Buyers should not make major purchases, like a new car or appliances, before escrow closes. Major purchases that affect their credit can also impact the mortgage.
Remind Buyers to wait to purchase appliances, furniture or a new car until their loan has been funded. Have them stash those credit cards until the paperwork is finalized.
Failure to disclose
It can be tough to get Sellers to reveal issues with their home, but it’s almost always better to overshare when it comes to the disclosure. Inevitably, a neighbor will tell the prospective Buyer about the unstable hill, or the moldy basement.
Don’t be afraid to ask Sellers the hard questions. And with Buyers, make sure you disclose everything. Problems always seem much bigger when a Buyer uncovers them after they’re under contract.
Unclear property boundaries
Your Buyer thinks they are getting a 6,000-square-foot lot only to find out that the fence is built on the neighboring property. Or they think they own the driveway, but it’s really an easement owned by the neighbor. Lot lines, shared driveways and fences are common stumbling blocks in a home sale.
Review the preliminary title report with your client, and have a title officer explain anything unusual. You and your client should also go to city and county courts to review the items on file. If your client is concerned about lot boundaries, recommend that they have the property surveyed by a professional surveyor.
While surveys can be costly, not knowing the actual lot boundaries can be expensive. Also, keep in mind that if a client is concerned about only one side of the property, they can get a partial survey.
There are no permits
In many areas, unpermitted additions or remodels have become serious challenges for Buyers and Sellers.
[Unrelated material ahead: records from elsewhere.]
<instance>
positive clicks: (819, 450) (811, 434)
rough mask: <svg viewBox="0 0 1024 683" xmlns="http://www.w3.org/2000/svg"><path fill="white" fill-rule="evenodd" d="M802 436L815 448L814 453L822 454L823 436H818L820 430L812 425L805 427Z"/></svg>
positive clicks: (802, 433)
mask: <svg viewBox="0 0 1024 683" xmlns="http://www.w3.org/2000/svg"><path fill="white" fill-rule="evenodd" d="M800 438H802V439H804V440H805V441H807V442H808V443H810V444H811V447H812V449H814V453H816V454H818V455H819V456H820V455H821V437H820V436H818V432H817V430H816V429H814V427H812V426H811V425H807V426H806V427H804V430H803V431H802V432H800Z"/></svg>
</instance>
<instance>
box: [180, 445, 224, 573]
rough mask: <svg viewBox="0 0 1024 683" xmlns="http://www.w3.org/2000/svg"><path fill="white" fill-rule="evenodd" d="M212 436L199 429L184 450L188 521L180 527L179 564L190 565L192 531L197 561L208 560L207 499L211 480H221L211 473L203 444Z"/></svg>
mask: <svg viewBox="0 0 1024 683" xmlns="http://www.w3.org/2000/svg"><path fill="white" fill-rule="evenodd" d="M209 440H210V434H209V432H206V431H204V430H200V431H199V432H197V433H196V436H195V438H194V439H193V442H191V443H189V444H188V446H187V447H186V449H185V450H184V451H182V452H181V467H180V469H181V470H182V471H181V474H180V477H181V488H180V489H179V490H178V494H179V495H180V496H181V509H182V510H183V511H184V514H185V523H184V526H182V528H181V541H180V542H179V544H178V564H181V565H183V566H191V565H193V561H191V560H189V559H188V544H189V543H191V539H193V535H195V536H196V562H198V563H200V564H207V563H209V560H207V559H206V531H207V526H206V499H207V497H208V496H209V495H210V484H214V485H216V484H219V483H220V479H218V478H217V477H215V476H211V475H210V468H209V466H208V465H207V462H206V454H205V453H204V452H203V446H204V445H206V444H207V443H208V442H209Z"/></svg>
If your sale requires inspections, get them in advance, correct any pressing issues and get your documentation together.
Surprising inspection results
Inspections can kill a deal, but they can also save your client from a costly lawsuit. When your client invests in a home, they should understand what they are buying.
Inspection periods are like a second negotiation phase, and this additional time can become a problem when Buyers and Sellers can’t reach an agreement over who is responsible for what repairs.
Recommend that Sellers have their home inspected before the property is actively on the market. Buyers will probably get their own inspections, but a pre-inspection enables Sellers to resolve problems that might turn off a Buyer. Repairs almost always cost a Seller less if the Buyer knows about them before writing an offer.
The lender changes the rules
It can be hard to imagine, but sometimes, just when everything looks great — you’ve got your Buyer, not just pre-qualified, but pre-approved, and you are under contract — the lender suddenly changes the rules and your Buyer can no longer meet the lender requirements.
Unfortunately, this scenario can’t be always prevented.
Work with a reputable mortgage broker or lender with a solid record of closing transactions. If you represent the Buyer, you may want to recommend that they leave their loan contingency in place until the loan is funded. Make sure your Buyer is aware of the ramifications if the loan doesn’t fund.